The most effective fighters at this point of the war were the two seat fighter reconnaissance aircraft – a relatively new type.
The most successful was the British F.2B Brisfit, which, after initial difficulties, had become one of the best fighters of the war. While the Brisfit was large and heavy, it had a powerful engine and formidable armament.
In addition to forward firing guns, it carried one or two .303 machine guns on a mounting firing to the rear. The F.2B was used like a regular fighter to dogfight, and if an enemy got behind the F. 2B, he received an unpleasant surprise from the rear gunner.
The large size of a two seat fighter made it a perfect match for the equally large Liberty engine.
To help with its design, the United States enlisted the aid of French aeronautical engineer Capt. Georges Le Pere, a member of the French aeronautical mission to the United States. Captain Le Pere developed a large (25-foot fuselage and a 41-foot wingspan) two seat biplane fighter powered by the Liberty.
The aircraft was given the awkward name “Engineering Division LUSAC – Packard 11.” LUSAC stood for “Le Pere United States Army Combat” and Packard was the name of the company that built it. It is unknown why it was given the No. 11.

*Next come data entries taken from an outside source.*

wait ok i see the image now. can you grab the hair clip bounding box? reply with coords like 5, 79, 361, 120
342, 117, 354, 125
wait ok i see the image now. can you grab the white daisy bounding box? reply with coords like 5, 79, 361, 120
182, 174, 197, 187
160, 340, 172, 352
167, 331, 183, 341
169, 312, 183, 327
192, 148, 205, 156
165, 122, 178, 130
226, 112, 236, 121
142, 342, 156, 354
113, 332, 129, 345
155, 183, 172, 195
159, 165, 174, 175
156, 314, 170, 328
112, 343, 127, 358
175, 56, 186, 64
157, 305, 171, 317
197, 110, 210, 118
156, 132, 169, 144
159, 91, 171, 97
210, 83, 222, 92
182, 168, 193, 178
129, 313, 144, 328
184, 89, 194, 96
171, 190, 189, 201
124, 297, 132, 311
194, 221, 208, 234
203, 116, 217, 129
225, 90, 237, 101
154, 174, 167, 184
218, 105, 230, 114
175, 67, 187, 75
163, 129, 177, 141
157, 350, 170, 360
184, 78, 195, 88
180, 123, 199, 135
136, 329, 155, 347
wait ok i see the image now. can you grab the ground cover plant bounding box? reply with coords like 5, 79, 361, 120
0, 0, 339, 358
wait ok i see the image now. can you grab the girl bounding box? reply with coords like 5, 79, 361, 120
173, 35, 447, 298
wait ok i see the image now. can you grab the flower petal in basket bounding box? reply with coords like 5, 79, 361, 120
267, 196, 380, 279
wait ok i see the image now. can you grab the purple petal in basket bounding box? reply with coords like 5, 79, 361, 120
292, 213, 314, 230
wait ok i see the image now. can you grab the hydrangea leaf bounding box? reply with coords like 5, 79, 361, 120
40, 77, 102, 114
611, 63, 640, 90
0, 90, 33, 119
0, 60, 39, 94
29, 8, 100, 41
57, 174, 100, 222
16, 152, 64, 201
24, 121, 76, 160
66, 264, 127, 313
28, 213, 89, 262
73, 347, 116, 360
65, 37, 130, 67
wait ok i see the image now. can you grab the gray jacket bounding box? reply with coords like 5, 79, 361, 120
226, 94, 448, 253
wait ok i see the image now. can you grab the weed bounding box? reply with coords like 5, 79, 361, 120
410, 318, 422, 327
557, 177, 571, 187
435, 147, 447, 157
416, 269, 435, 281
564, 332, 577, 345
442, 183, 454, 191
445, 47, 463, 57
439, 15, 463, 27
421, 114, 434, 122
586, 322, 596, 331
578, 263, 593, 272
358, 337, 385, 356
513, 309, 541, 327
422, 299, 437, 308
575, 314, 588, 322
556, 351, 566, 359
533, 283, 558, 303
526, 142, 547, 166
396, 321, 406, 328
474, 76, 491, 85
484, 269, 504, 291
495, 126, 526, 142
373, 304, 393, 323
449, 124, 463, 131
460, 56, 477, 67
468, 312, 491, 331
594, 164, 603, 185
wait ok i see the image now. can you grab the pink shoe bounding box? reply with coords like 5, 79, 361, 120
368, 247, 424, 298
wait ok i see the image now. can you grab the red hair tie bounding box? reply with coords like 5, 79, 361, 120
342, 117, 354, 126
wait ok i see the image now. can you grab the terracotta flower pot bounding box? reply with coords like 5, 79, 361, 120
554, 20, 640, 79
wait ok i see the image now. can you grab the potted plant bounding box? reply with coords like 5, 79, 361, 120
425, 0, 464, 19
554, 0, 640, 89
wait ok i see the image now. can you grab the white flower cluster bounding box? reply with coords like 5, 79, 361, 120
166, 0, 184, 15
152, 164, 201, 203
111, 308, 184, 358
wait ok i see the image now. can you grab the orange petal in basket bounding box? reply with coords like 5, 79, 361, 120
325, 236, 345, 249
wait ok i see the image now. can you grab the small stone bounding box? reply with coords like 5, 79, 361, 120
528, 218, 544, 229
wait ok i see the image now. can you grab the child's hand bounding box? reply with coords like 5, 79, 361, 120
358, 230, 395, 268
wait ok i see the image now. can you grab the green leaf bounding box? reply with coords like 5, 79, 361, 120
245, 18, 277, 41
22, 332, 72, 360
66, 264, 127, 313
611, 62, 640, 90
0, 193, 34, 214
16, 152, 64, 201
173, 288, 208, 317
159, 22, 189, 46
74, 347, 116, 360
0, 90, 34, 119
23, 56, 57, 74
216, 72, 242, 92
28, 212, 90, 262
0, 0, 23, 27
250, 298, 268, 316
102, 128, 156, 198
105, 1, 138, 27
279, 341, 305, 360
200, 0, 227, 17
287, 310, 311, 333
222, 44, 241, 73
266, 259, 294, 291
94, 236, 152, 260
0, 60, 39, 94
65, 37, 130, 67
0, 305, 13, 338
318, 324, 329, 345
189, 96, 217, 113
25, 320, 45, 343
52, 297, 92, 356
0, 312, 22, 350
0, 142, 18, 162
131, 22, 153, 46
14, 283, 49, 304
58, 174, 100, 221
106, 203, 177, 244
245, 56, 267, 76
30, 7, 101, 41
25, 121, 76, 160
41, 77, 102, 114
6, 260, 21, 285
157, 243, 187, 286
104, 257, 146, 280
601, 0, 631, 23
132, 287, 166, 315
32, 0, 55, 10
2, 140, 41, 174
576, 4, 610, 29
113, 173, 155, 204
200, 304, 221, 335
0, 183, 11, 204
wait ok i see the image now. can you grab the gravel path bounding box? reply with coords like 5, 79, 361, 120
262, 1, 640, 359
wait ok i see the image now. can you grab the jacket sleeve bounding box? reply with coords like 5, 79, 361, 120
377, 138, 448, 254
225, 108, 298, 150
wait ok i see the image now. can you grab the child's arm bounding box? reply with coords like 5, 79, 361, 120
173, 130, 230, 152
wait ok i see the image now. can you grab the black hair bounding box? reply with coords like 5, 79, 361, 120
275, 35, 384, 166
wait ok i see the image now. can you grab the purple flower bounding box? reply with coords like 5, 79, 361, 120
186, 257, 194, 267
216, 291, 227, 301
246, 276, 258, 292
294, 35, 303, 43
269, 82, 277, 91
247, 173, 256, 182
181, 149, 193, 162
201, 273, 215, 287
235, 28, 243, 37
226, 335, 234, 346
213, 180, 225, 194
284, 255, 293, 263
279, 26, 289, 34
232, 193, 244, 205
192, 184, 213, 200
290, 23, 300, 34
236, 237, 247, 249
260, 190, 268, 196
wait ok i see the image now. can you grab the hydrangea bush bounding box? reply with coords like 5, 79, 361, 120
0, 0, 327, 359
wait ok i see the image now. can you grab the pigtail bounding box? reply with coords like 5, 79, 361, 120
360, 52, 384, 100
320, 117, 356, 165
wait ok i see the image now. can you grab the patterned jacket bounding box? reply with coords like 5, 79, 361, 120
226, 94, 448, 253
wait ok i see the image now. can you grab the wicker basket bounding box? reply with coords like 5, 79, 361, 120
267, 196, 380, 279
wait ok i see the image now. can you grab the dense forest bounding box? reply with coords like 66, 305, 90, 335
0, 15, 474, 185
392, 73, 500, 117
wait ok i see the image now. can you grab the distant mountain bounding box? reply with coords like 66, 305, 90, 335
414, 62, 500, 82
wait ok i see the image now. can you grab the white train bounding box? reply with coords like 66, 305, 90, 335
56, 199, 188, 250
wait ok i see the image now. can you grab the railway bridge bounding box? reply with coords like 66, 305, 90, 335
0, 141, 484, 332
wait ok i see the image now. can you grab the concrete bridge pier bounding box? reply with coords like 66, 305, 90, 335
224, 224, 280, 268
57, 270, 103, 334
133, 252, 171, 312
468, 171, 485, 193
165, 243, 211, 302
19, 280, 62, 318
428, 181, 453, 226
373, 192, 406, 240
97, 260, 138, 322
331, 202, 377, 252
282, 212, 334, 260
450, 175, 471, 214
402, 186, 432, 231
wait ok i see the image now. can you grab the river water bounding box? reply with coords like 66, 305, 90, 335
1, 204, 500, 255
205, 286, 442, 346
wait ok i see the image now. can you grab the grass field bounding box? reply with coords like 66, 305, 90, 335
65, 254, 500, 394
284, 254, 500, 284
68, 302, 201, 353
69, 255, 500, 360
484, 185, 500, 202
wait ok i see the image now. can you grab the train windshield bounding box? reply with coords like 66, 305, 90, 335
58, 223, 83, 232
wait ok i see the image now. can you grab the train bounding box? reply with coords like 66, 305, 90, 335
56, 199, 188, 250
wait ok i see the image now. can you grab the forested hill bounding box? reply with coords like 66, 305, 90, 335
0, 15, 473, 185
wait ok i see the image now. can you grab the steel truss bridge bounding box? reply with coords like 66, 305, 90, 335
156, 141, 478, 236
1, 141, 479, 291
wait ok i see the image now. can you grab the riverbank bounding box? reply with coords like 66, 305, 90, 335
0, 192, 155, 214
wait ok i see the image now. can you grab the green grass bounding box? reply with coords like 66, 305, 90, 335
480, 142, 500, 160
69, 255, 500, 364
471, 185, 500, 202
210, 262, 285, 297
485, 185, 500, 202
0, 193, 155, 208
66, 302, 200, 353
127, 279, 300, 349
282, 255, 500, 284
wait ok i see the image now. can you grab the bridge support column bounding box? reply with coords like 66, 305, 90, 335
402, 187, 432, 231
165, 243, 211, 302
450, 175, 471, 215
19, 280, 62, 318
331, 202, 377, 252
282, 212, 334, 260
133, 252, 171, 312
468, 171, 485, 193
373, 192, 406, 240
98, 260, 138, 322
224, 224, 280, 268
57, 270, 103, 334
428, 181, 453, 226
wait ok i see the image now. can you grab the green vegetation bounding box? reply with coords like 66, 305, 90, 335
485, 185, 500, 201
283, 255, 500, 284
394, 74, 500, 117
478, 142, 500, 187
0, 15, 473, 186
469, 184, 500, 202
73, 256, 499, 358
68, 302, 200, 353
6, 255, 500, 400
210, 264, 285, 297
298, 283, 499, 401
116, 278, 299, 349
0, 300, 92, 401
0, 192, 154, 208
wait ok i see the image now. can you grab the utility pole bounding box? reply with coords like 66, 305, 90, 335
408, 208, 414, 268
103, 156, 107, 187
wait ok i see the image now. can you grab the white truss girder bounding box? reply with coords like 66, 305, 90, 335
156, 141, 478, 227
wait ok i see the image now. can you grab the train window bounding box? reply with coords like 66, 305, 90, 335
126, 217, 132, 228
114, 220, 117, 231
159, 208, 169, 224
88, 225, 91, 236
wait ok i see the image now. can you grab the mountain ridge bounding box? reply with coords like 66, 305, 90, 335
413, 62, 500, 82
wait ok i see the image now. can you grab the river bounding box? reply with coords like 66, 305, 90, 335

Despite its name, when it first flew in April 1918, the LUSAC-11 proved fast and agile with a performance equal or superior to any Allied or German fighter (though it almost crashed its first flight because the pilot forgot to open the main fuel tank valve).
About 3,525 aircraft were quickly ordered, but just as production hit full swing, the war ended in November 1918 and only 30 were delivered. It never went into squadron service. Nevertheless, the basic airframe was highly amenable to a variety of modifications and provided useful service for the fledgling American air arm.
One LUSAC-11, fitted with a modified turbo supercharged Liberty engine, set the world altitude record of 34,507 feet on Sept. 28, 1921, and then reset it again in 1923 and 1926. Another LUSAC-11 won the Liberty Engine Trophy at the October 1922 National Air Races at Selfridge Air Force Base.
Several other variants were developed but never produced. Three were built with a 420 horsepower different engine – the Bugatti 16 – and designated the LUSAC-21s, and three were built specifically for ground attack. Not surprisingly, these also had an awkward name – the LUSAGH (Le Pere United States Army Ground Harassment).
Le Pere was not immune to the “triplane madness” that infected many designers in 1917 with the wide publicity given the Red Baron’s Fokker triplane, so he also designed a twin engine triplane reconnaissance/bomber for the United States – the LUSAO-10 triplane (Le Pere United States Army Observation), which used two Liberty L-12As. But with World War I over, the project languished and died and Le Pere returned to France where he continued to develop excellent aircraft.
There is a LUSAC-11 display at the National Museum of the U.S. Air Force at Wright Patterson Air Force Base – a fitting tribute to America’s first effective fighter.